01.24.12

Sessions Responds To State Of The Union Address

WASHINGTON—In response to President Obama’s State of the Union address, U.S. Sen. Jeff Sessions (R-AL), Ranking Member of the Senate Budget Committee, issued the following statement tonight:

“It was stunning how thoroughly and deliberately the president ignored the ominous threat hanging over this country—our surging $15 trillion debt. I stand ready, eager, and willing to work with the president on a real, honest agenda of government reform, but unfortunately, tonight’s speech was more campaign plan than reform plan. America is in stormy waters, but instead of mapping a course to calmer seas, the president is already focused on his next voyage.

President Obama has again crowned himself the champion of the middle class, but from his perch in Washington he cannot see that by growing the government he is actually shrinking the middle class. Who has received the benefit from the nearly $5 trillion he’s added to the debt—middle class Americans whose wages are falling, or political class elites with power and influence? When power centralizes in Washington, those with the most access—like Warren Buffett—stand to make the most profit.

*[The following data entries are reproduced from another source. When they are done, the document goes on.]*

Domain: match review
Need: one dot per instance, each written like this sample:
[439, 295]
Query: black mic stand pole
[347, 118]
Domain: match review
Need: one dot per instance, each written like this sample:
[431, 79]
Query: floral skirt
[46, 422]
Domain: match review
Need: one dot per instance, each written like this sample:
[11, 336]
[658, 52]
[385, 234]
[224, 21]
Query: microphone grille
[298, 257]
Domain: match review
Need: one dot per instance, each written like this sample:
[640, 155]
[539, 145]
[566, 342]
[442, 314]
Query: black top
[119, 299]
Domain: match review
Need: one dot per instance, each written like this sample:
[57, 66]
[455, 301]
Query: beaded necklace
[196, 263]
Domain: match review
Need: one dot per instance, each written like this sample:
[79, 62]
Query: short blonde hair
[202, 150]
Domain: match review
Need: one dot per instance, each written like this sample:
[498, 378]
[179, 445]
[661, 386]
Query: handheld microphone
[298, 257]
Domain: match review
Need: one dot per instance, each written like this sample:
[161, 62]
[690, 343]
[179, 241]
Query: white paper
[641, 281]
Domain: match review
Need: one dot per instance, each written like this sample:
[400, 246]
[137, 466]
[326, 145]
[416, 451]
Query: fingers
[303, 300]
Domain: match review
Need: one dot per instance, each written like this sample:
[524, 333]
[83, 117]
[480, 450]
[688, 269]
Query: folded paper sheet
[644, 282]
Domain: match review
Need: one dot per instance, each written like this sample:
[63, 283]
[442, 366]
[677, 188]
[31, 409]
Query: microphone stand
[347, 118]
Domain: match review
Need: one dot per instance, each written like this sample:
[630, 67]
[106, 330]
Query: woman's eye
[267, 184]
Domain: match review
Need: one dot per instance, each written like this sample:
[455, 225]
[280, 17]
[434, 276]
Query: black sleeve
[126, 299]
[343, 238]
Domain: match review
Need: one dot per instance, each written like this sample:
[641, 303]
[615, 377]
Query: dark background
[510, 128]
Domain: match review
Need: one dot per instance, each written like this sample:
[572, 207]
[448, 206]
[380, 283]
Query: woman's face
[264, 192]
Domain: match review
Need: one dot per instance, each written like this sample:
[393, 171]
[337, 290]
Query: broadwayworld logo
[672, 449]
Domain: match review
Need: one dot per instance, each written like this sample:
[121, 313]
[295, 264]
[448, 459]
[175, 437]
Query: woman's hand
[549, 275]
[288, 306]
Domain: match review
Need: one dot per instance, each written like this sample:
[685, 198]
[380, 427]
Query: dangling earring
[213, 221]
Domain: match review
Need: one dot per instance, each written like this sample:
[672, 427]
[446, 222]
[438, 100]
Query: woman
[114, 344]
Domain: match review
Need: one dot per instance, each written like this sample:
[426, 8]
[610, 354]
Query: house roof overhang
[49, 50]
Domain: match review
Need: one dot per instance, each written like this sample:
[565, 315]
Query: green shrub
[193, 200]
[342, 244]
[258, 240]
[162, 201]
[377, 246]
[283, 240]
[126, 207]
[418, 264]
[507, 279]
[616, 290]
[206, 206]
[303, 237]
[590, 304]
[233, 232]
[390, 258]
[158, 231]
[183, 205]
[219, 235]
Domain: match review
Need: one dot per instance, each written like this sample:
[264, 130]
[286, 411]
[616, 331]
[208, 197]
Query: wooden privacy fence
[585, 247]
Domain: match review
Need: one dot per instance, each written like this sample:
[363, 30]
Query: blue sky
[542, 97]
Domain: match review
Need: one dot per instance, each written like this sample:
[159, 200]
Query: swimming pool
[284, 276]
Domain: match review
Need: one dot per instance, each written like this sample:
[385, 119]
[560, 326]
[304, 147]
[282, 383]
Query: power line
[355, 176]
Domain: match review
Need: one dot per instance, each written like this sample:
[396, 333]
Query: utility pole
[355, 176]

The president talks of energy production, but he remains wedded to policies that have given billions to companies like Solyndra while blocking good-paying private sector jobs such as those that would have been created through the Keystone pipeline. He talks of standing up for American manufacturing, but despite encouraging talk on confronting China, he has yet to follow through, or to untie the endless red tape that is undermining our ability to compete. He talks about ‘fairness,’ but his health law has been a hammer blow to working Americans, with the average family of four watching their health expenditures rise at year’s end $2,400 from the day the law was passed. He talks about tax reform, but instead of delivering a bold growth plan he calls for tax hikes that will only bail out the big spenders.

I was disappointed that the president’s speech made no commitment to achieving meaningful deficit reduction beyond that which was enacted last year. Experts agree that $4 trillion in savings is a minimum—with almost $45 trillion in projected spending over the next 10 years, surely we can now achieve at least another $2 trillion in spending cuts. But it appears that the president believes about roughly $2 trillion in savings against as much as a $13 trillion projected debt increase represents the total cuts that are needed. Meanwhile, instead of using the overseas drawdown to reduce our enormous borrowing, the president plans to use half of it as new spending.

While long on generalities, the plan described in his speech doesn’t change the nation’s dangerously unsustainable debt path. He proposes no real action to put Social Security and Medicare on sound footing, or to reform the often overlooked $800 billion in other entitlement spending—including $700 billion in federal welfare spending—which hasn’t been seriously addressed in years.

Most fundamentally, the president did not rise to the moment in facing the great challenge of our time. In this, perhaps his last chance to rally the public behind needed fiscal reform, he once again failed to look the American people in the eye and tell them truth about America’s enormous debt and the depth of change we need. One cannot make a nation ‘built to last’ on borrowed money.”